On Tue, 2008-08-12 at 21:33 -0300, Klaus Heinrich Kiwi wrote:
On Tue, 2008-08-12 at 16:32 -0400, Steve Grubb wrote:
>
> And any code created needs to be backwards compatible. you could have new user
> space/new kernel, or new user space/old kernel, and new kernel/old user
> space. You have no way of dictating which versions of anything people will
> use.
But isn't this the exact situation we face now? I remember people asking
in this list about audit for RHEL4, and in the end the problem was that
they had their kernel upgraded so userspace and kernel were not in
sync...
As I recall in the RHEL4 case the problem was the RH was carrying their
own audit patches and so we didn't have to deal with upstream policies.

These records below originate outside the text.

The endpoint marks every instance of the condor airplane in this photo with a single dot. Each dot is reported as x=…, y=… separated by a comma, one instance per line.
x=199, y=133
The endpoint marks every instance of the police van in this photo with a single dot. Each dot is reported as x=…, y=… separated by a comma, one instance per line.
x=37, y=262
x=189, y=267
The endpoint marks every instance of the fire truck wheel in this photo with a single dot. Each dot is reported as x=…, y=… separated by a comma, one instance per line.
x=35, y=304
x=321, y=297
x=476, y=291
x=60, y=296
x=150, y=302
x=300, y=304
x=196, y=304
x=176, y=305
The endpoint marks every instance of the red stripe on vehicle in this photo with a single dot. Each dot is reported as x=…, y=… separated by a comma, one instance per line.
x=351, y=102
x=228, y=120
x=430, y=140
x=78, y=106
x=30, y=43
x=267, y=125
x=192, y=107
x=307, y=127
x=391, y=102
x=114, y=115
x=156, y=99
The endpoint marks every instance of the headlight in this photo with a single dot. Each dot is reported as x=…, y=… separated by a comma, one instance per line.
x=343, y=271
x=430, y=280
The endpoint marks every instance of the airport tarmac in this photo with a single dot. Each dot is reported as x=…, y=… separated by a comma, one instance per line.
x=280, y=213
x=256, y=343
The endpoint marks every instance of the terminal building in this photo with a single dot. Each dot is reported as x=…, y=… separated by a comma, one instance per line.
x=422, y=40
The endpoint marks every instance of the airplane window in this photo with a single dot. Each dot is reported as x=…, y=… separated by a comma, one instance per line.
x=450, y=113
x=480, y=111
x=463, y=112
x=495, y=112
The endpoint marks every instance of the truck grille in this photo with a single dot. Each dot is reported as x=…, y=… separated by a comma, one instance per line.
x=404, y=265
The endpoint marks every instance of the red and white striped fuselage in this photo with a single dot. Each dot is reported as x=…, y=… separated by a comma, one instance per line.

Look at how strict those upstream policies. It doesn't even matter if
backwards compatibility for BUGS are broken, new kernel + ancient
userspace MUST be able to work somehow.
I think that if we take this discussion to extremes, we'd be
talking
about a 'self-descriptive meta language' so that upgrades to
userspace/kernel are well covered (can you say "xml"?)
HAHAHA, kernel output xml? dream on :) I'm willing to do wholesale
output changes, but something that heavy in kernel is impossible to
push. I can just see Al cussing up a storm as he read that.
On the other hand, I do agree that the way it's currently
implemented is
prone to error when it comes to reporting/analyzing data. e.g., I
remember fixing a 'mode' field in an audit object where it was being
displayed as hex where we would expect an octal. In the future, when
parsing this field, how would I know which radix a mode=003 field is?
Fundamentally, was the record generated in patched kernel or not? If we
take this change applied to every kernel and userspace change of the
audit records, how can auparse possibly cover all cases?
I also feel that stricter message format rules for userspace would help.
Nowadays is difficult to 'reconstruct' the meaning of an audit record
just by looking at their fields. Some fields don't even have a value,
other use the same field twice in the same record. And for most people
wanting to analyze audit data the fields=value pairs are the only
reliable source.
I'm all for this, but I still firmly believe that if I am a user of the
audit subsystem and I decide to use my own ugly format that completely
sucks its not audit's fault when it can't parse those things. aka if
you can't use auparse to look at SELinux records, too bad, that's
SELinux's problem to parse them. But everything the audit system
controls could and should be moved to a better standard.